In einem solchen Umfeld trat die Russische Föderation in der zweiten Septemberwoche auf den Plan und kündigte an, künftig als aktiverer Part in den Syrienkonflikt eingreifen zu wollen. Russland, das Assad von Beginn an unterstützt hatte, kündigte an, eine Basis und eine Hafenanlage in Latakia zu errichten und ein ganzes Hilfspaket zur Verfügung zu stellen, das russische Kampfflugzeuge ebenso umfassen sollte wie Helikopter, Panzer und einige andere schwere Waffen. Am Ende hat Russland auch mit umfassenden Luftoperationen begonnen, um Assad im Umfang des von der Duma genehmigten Mandats in seinem Kampf gegen den Terrorismus zu unterstützen. In der ersten Phase der Luftoffensive hat die russische Luftwaffe offenbar vor allem Ziele in Hama, Homs und Latakia getroffen.

Russlands Eingreifen in Syrien ändert vor allem die militärische Balance im Land zu Gunsten der Armee, und das in einer Zeit, da die Regierung Assad tatsächlich drohte, die Macht zu verlieren. Dies wird einen neuen Ausgang als wahrscheinlich erscheinen lassen, was den Zuspruch zu Assad wohl wieder ansteigen lassen und die Motivation der Kämpfer stärken dürfte. Im Oktober 2015 kontrolliert die Regierung etwa 30 Prozent des Territoriums. Russland wird sich vor allem dafür einsetzen, die Wiederherstellung der Kontrolle durch die Regierung und die Beseitigung von Gefahren in relativ dicht bevölkerten Regionen zu erreichen.

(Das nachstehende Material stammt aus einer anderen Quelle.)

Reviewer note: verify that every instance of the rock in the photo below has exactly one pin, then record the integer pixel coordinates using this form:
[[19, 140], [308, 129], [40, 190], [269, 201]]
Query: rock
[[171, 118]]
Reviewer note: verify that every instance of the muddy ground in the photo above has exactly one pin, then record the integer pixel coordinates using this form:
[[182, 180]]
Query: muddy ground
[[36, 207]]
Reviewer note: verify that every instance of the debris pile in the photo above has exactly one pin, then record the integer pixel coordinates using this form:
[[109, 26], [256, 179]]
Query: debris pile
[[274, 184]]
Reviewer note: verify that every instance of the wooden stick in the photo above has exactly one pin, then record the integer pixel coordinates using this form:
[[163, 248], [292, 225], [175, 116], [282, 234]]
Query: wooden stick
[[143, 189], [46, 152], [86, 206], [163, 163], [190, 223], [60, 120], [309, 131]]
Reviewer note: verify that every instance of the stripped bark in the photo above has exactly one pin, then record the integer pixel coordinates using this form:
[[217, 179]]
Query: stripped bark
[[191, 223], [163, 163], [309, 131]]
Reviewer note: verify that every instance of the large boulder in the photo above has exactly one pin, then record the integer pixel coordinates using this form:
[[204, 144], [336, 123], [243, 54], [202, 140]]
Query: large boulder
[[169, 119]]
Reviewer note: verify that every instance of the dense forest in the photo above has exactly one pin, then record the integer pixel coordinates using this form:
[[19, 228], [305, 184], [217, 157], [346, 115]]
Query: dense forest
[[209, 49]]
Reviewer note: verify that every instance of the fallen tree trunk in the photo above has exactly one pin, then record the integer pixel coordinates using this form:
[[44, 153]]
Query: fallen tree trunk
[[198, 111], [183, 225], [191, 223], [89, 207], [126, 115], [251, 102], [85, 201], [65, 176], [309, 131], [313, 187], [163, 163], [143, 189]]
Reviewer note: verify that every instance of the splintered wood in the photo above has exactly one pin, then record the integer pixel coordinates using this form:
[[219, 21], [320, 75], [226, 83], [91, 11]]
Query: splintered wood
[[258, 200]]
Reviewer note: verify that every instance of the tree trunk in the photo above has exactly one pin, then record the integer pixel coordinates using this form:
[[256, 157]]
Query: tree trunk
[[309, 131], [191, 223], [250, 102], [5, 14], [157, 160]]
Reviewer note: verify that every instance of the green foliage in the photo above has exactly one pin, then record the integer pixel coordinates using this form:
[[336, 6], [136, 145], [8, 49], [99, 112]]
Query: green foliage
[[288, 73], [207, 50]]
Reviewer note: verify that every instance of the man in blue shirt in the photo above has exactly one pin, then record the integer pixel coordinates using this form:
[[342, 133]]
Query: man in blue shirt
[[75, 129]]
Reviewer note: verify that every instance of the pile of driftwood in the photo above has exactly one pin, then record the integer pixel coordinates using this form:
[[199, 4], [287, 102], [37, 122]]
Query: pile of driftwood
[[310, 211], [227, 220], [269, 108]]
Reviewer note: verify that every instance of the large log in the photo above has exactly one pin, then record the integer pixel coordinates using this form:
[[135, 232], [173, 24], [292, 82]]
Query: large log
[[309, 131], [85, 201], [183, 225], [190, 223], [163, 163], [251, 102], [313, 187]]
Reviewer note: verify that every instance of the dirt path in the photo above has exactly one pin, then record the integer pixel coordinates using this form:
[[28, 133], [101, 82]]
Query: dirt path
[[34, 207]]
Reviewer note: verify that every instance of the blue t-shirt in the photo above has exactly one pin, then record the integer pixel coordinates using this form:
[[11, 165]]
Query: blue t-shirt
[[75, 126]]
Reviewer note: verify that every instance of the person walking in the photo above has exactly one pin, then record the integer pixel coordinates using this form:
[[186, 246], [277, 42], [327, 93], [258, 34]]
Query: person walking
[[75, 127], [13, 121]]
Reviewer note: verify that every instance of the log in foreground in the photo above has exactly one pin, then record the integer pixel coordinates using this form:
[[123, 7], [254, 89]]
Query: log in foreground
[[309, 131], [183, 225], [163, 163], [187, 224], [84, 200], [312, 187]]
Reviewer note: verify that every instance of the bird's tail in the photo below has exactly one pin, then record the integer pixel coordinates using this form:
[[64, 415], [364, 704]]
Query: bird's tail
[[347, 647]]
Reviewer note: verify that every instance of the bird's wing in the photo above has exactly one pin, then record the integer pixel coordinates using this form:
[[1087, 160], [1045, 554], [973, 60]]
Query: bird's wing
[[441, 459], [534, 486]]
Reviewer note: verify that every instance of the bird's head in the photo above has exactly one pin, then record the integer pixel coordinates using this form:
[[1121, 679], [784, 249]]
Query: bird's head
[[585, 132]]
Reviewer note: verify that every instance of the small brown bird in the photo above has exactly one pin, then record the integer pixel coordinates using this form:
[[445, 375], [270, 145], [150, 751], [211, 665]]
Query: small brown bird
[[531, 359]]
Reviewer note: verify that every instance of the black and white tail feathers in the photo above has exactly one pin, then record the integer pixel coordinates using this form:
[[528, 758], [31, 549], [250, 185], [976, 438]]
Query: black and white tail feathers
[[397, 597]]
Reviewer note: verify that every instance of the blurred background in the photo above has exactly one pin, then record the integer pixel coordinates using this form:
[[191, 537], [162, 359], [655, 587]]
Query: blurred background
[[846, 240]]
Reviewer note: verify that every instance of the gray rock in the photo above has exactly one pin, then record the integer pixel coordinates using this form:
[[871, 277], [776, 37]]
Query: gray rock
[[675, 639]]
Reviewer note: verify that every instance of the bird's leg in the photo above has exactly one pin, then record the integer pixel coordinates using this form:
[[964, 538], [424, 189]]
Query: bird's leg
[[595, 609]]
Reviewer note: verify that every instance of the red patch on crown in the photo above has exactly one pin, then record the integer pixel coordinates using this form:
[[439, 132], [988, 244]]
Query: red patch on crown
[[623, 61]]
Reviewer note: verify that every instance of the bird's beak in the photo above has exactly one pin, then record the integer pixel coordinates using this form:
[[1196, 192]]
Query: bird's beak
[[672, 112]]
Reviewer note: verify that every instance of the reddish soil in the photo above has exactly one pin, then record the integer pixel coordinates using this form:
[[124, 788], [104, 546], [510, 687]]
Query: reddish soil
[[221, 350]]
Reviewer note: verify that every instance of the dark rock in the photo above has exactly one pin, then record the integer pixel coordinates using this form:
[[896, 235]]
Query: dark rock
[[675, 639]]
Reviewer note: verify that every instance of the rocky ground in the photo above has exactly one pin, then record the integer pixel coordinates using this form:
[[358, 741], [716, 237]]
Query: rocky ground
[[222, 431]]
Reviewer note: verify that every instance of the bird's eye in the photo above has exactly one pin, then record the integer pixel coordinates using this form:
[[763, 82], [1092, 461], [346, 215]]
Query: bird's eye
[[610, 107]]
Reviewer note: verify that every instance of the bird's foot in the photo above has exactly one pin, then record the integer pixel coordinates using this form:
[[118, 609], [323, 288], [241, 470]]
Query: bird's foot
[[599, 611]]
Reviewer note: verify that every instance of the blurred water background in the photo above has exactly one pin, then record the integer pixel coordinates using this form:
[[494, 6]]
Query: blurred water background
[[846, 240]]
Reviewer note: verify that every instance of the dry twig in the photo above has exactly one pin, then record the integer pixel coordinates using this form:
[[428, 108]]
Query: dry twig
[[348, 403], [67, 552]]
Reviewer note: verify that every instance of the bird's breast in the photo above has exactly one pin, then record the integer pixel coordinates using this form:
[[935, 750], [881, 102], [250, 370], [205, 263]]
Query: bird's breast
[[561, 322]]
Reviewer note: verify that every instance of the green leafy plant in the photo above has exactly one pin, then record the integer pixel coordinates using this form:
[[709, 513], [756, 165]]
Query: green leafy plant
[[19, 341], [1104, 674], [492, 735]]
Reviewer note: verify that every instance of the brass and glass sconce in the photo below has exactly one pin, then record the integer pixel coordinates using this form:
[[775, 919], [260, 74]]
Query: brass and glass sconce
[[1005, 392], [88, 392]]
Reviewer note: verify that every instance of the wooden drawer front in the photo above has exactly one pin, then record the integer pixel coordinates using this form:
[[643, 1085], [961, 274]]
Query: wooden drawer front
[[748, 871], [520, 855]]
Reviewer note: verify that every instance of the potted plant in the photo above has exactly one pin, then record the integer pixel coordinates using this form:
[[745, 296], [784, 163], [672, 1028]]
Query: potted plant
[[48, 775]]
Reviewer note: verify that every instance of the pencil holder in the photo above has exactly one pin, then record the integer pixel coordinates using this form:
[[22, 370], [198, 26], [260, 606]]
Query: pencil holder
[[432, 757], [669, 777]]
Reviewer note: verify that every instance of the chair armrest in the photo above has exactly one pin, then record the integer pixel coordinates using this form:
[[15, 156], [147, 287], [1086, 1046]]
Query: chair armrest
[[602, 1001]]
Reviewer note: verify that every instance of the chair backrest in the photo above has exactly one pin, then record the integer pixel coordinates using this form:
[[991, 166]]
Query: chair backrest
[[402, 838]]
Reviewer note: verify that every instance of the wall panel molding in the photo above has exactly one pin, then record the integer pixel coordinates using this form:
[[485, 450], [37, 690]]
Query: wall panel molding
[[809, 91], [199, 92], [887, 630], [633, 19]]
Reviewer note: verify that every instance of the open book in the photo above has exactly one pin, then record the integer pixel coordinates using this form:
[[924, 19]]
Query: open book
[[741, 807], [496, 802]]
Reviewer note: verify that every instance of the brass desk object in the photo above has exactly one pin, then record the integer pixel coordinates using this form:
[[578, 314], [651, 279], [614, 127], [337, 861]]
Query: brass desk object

Auch wird Moskau mögliche Bedrohungen für die Städte Latakia und Idlib bekämpfen, wo die Regierung unter Druck gekommen war und Russland eine eigene Basis errichtet hat. Dadurch, dass Russland für Assad stabilisierend wirkt, wird die Wahrscheinlichkeit eines Konflikts innerhalb des Regierungslagers selbst geringer. Die Regierung wird die Chance nutzen, um selbst zu mobilisieren und den Rückenwind durch die russischen Luftschläge für sich zu nutzen.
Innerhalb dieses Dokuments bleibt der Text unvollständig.